Looking back on my spring, my panic was alleviated by my being surrounded by very understanding people who were able to relive me of some responsibilities that were simply more than I could handle, provide needed advice and -- importantly -- perspective on the situation, and generally just let me jabber as I tried to make sense of this experience. (Actually, I think making sense of something comes with time and distance from the event; when I'm in the weeds, I just want to get through it and make the pain stop).

I could have stayed in the PhD program, well outside of my comfort zone, where I was experiencing myriad panics at all sorts of levels -- scholastically, logistically, with personal relationships -- told myself that I'm not supposed to be comfortable, reconciled myself to living with the frustration, and just gotten on with it. Several people I know did that. But there are problems with that mindset: I didn't know how to measure progress in any of these areas so I had no objective markers to show whether I was progressing or regressing. I didn't have any methods -- apart from brute application of time and energy -- to help me get through the different types of work I was called on to do. I felt stuck in the same place and didn't see my situation -- or myself in that situation -- improving.

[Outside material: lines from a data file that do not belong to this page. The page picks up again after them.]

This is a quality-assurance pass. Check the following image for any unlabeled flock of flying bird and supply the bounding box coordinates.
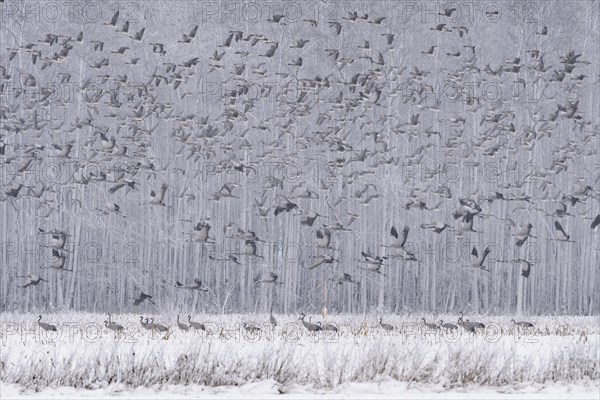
[0,4,600,314]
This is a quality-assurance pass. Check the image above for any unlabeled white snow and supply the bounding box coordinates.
[0,313,600,399]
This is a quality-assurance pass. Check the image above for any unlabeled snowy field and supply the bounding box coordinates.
[0,313,600,399]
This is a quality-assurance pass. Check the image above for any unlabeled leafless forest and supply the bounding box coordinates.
[0,0,600,315]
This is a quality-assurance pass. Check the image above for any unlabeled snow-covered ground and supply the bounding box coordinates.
[0,313,600,399]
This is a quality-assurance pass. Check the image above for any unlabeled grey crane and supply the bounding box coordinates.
[329,272,358,285]
[360,251,387,269]
[515,224,533,247]
[133,292,156,306]
[317,229,331,249]
[317,321,338,332]
[148,183,167,206]
[38,315,56,332]
[421,318,440,330]
[41,249,73,272]
[140,315,152,330]
[298,313,322,332]
[104,314,124,332]
[38,228,70,250]
[244,322,260,335]
[439,319,458,331]
[308,255,337,269]
[175,278,208,292]
[254,272,283,285]
[421,221,452,234]
[379,317,394,331]
[457,315,475,333]
[510,319,533,328]
[464,246,492,272]
[150,318,169,332]
[191,222,211,243]
[17,274,48,289]
[177,314,190,331]
[460,312,485,329]
[387,226,410,249]
[188,315,206,331]
[554,221,571,242]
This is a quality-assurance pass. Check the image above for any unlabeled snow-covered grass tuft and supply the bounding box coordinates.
[0,314,600,393]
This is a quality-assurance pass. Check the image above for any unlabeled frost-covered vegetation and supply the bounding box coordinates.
[0,313,600,393]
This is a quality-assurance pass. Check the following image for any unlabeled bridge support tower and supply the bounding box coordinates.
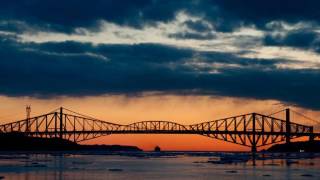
[251,113,257,153]
[59,107,63,139]
[286,108,291,144]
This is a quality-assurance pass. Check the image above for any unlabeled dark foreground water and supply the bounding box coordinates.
[0,152,320,180]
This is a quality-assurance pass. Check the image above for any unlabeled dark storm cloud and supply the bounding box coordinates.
[0,0,320,32]
[0,0,193,32]
[0,0,320,109]
[0,36,320,109]
[264,29,320,51]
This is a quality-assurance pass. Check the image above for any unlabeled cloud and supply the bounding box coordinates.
[0,36,320,109]
[0,0,320,109]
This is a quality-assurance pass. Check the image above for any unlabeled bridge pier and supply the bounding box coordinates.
[286,108,291,144]
[251,144,257,153]
[251,113,257,153]
[59,107,63,139]
[309,126,314,141]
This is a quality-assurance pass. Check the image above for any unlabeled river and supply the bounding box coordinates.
[0,152,320,180]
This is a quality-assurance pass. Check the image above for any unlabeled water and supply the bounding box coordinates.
[0,153,320,180]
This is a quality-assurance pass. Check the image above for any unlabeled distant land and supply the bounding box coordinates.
[0,133,142,152]
[267,141,320,152]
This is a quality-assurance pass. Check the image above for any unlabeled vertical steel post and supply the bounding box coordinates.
[309,126,314,141]
[54,112,58,138]
[60,107,63,139]
[251,113,257,153]
[286,108,291,144]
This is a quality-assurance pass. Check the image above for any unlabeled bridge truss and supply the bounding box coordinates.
[0,108,317,151]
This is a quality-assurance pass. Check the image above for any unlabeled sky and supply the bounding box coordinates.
[0,0,320,150]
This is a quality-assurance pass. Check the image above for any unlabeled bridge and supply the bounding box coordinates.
[0,107,320,152]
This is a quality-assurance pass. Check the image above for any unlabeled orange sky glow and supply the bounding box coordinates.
[0,94,320,151]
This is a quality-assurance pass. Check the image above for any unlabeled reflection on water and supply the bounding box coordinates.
[0,153,320,180]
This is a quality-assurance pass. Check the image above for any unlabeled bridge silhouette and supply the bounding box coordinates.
[0,107,320,152]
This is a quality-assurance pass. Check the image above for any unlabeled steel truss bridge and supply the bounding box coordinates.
[0,107,320,151]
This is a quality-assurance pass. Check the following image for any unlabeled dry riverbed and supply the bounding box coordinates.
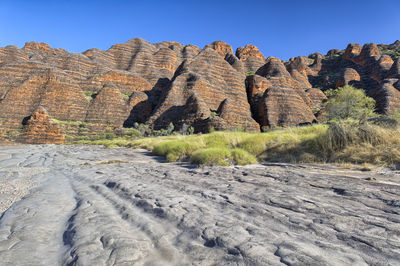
[0,145,400,265]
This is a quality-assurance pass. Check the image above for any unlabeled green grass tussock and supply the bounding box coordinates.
[190,147,232,166]
[75,120,400,167]
[231,148,257,165]
[152,140,201,162]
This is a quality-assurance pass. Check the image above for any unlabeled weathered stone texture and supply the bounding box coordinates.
[259,87,316,127]
[20,106,65,144]
[336,68,361,88]
[0,38,400,141]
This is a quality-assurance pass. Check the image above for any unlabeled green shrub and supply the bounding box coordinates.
[152,140,200,162]
[231,148,257,165]
[238,134,266,156]
[246,71,256,76]
[124,128,142,139]
[190,148,231,166]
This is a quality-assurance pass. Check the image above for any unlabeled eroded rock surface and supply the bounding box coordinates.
[0,38,400,139]
[0,145,400,265]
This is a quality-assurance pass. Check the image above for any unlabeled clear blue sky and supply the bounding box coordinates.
[0,0,400,59]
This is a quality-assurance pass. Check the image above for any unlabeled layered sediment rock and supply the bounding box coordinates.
[0,38,400,143]
[259,87,316,127]
[20,106,65,144]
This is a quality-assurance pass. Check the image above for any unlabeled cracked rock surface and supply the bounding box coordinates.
[0,145,400,265]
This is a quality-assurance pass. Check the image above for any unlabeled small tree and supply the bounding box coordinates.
[325,86,375,120]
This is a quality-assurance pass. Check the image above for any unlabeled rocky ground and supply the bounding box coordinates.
[0,145,400,265]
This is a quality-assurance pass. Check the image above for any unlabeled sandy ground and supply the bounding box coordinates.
[0,145,400,265]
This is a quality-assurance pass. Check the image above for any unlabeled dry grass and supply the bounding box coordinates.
[79,121,400,167]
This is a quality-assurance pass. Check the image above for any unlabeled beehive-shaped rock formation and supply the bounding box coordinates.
[20,106,65,144]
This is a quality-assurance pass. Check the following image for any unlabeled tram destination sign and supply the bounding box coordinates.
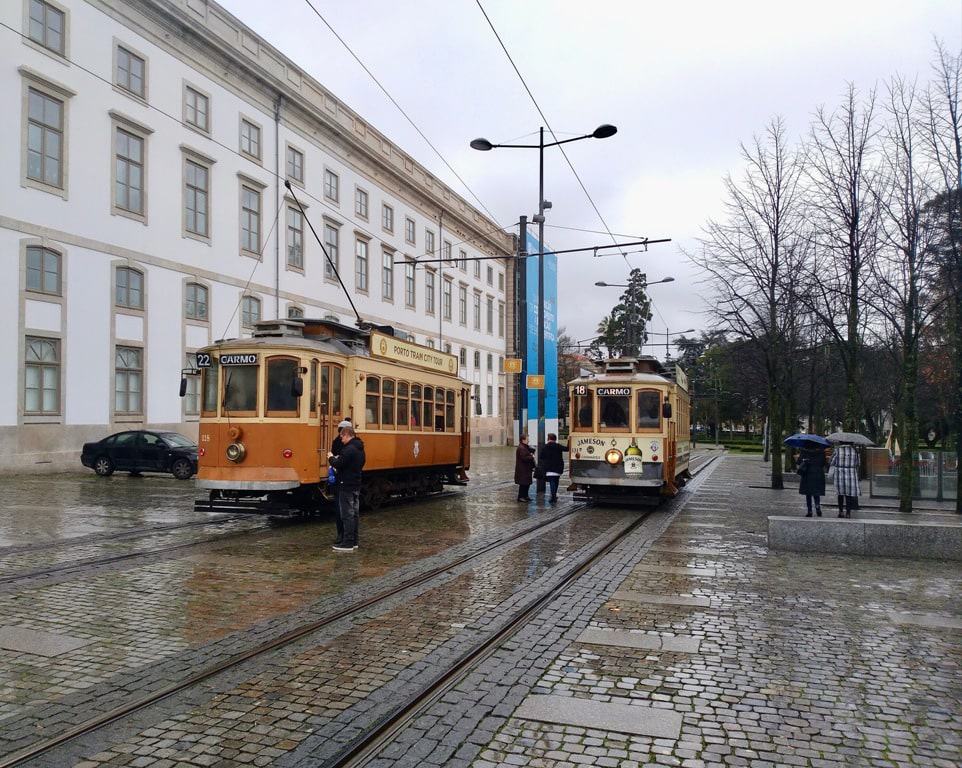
[220,352,257,365]
[371,332,458,376]
[598,387,631,397]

But my biggest problem here was that I was never clear on why I was doing the PhD. And because I didn't know why I wanted the PhD, I couldn't understand why I had to suffer what I was suffering. If I had had a clear picture of the destination, I could have found a way to suffer through the journey.

Anyway -- some more jabbering on a topic that, were I to talk about it with everyone I know, would make even me bored. Best to talk about it here where I can get it out of my system and spare the ears of my dear friends.